振り返れば、ヒカルのブレイクによって全国民に注目されたファミリーが、その強い絆を見せつけたのは00年7月21日のこと。
「紹介します、藤圭子!」
札幌・真駒内アイスアリーナで開かれたヒカルのステージで、舞台裏にいた母親を呼び出し「夢は夜ひらく」をデュエット。唯一の母娘共演は万雷の拍手を浴びた。
一方で82年の結婚、83年の出産から間もなく、夫婦の「すれ違い」はスタートしている。作曲家の平尾昌晃氏が興味深いエピソードを語った。
「ヒカルちゃんが生まれて間もなくだったけど、圭子ちゃんはハワイで2年くらい居候生活を送っていたんですよ」
かつて「トリオこいさんず」という3人組で紅白歌合戦にも出場した関口愛子さんは、ハワイで有名なカラオケ教室を開いていた。藤はここに身を寄せ、カラオケの指導や他のバイトをこなしながら生活していたという。

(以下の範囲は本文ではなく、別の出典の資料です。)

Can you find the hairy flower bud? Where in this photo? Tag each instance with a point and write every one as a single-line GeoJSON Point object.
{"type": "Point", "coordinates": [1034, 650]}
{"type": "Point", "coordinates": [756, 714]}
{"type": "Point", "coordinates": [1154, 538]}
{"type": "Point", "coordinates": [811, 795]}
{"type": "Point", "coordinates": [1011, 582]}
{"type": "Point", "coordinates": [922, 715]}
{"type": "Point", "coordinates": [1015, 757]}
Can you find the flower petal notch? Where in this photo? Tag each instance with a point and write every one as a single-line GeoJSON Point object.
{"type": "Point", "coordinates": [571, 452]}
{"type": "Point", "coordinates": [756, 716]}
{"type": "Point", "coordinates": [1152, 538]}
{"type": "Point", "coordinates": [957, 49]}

「そこでは『藤圭子』の名前じゃなく、本名で通したみたいだけど、愛子ちゃんから聞いてびっくりしたよ」(平尾氏)
ヒカルがデビューする直前に、平尾氏のラジオ番組に藤をゲストで招いている。そこでは“ステージママ”の本領を発揮していた。
「私が何も教えないのに、10歳くらいからジャズとか歌いだして。それに声もいいの、マライア・キャリーよりもすごいんだから。平尾先生、1回、聴いてくれない?」
幼い娘を残してハワイ逗留したかと思えば、ひたすら我が子の売り出しに情熱を傾ける。そんな“振れ幅”は、夫婦間においても同様だった。

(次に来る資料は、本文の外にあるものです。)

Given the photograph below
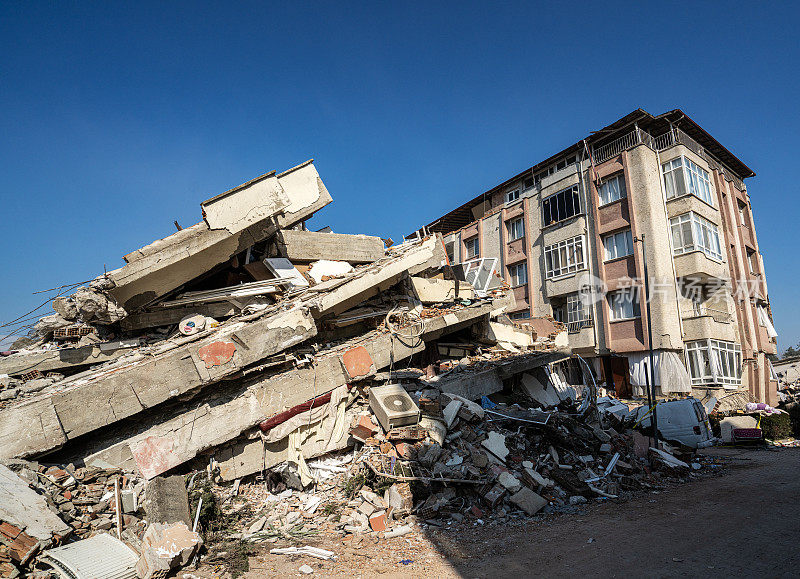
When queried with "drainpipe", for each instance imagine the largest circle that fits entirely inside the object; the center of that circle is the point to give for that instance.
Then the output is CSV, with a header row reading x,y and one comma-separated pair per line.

夫であった照實氏は99年、本誌の独占インタビューに登場し、こんな発言をしている。
「ささいなことで口論になって、お互いが意地を張って、そのまま離婚しちゃって。あとで『寂しいなあ、何であんなことになったんだろう』って。あとで『あれっ』と2人とも思って、『別にこんなことで離婚する必要なんかなかったよな』って思った時に、また入籍してた」
何やらゲーム感覚のような離婚・再入籍の繰り返しである。照實氏によれば、最短で1週間で復縁したこともあった。その理由はこうだ。
「女性って1回離婚したら6カ月かなんか別の相手と再婚できないんですね。でも、相手が同じならいいと(笑)」
最初の離婚は照實氏の「女遊び報道」を藤が真に受けたことが原因だった。その次は仕事の方法論で衝突した末のことだった。
やがてヒカルが成長すると、娘のアドバイスで離婚を決心したこともあった。照實氏はこう告白している。
「僕らが離婚っていう結論に到達する前に、そういう雰囲気になってきた時、横で聞いたヒカルが『ママとお父さんって、離婚したほうがいいんじゃないの』って。そして『2人は合わないんじゃないの。意見聞いてたら、両方の言うことが全然、かみ合ってないよ』と‥‥。それが、ヒカルが8歳くらいの時だった」
宇多田家のポリシーは、家族3人の会話も行動も全てガラス張りであること。そのため、幼い娘から「結婚生活をやめたほうがいい」という意見も飛び出したのだ。
そして、藤がニューヨークのJFK空港で大金を没収されて以降、夫婦の絆も、母娘の縁も完全に切れてしまった。
「故人の遺志で葬儀は行いません」
照實氏がそう発表したのは、夫婦として最後の、せめてもの「共同作業」だった──。